内部統制についてはまず「対象業務やシステム」の範囲が会社ごとに決まっており、それにかかわるプロセスや仕組みに対して一定の水準で統制が取られている(仕組みが存在し、運用されれている)ことが必要という理解です。
よく、業務統制
IT統制
といった感じで分けられますが、今回記述の対象とするのは BizRobo! のシステム構成なので、IT統制
の範囲になります。
一定水準での統制については、専門家ではないので「これ!」と言い切ることはできませんが、重要な要素としては
- アクセスコントロール
- 処理の記録(ログ)
の2つかな?と思っています。BizRobo! のシステム環境構成としては以下のような感じです。

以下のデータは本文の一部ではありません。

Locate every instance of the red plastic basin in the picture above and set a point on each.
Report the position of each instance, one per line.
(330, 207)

以下、各要素と考え方について簡単に解説していきます。
アクセスコントロール
許可された人以外、触ってはダメ!というコントロールをします。
物理的アクセスコントロール(環境の分割)
BizRobo! Basic では 開発・ステージング環境
用のライセンスと 本番運用環境
用のライセンスの 2 つが一組となっていますので、それぞれのライセンスを利用して物理的に 開発・ステージング環境
と 本番運用環境
の 2 系統を用意します。
ライセンスの機能的な違いとして 開発・ステージング環境
用ライセンスには開発ツール( Design Studio
) へのユーザー認証機能がついていることが挙げられます。本番運用環境
用のライセンスにはありません。
サーバーを 2 台用意するのが困難という理由で 1 つの Management Console
に両方のライセンスを設定する場合もありますが、アクセスコントロールの観点からは別々の環境に分けることをお勧めします。1
システム的アクセスコントロール(アカウント管理)
IT統制においては確か、「開発と運用の分離」が求められていたと思います。言い換えれば 開発者は本番環境にアクセスできてはいけない
というもので「プログラムの中身を変更できる者が本番環境を直接操作できる場合、不正なプログラムを無断で本番環境に反映させることもできてしまう」故に 統制が取れていない
と詰められます。2
こういった課題へのアプローチとして 認証
と認可
に基づくアカウント管理が重要である認識です。
認証
というのは「私怪しいものじゃありません」という 身元 を証明するもので、
認可
というのは「〇〇することを許可されてます」という 権限 を確認するものです。
例えばシステムにログインできるかどうかは 認証
ですが、ログインしたシステム内の何に対してどのような操作ができるかについては 認可
により制限されます。
認証
前段のように物理的に環境を分けている場合、開発・ステージング環境
には開発者のアカウントのみを登録し、 本番運用環境
には、システム利用者と運用管理者のアカウントのみを登録することで不要なアクセスを入口で防ぐことができます。
ユーザーによっては 開発・ステージング環境
にも 本番運用環境
にもアカウントを作成したいという場合があります。ただ、2 つの環境ともにアカウントを作成するのは面倒だという理由で環境を併せたり、同じアカウントを流用するのは事故のもとなのでお勧めできません。
今回の事例では登場しませんが、こういった場合には Keycloak
などのIAMソリューションとアカウント連携することにより、開発・ステージング環境
・本番運用環境
両方のSP(サービスプロバイダ―)にアクセス可能なアカウント情報を一か所で管理できるようになります。
認可
ログインした(認証
を通過した)ユーザーに対して 必要十分 な権限を与えるためにユーザーごとに適切な設定をします。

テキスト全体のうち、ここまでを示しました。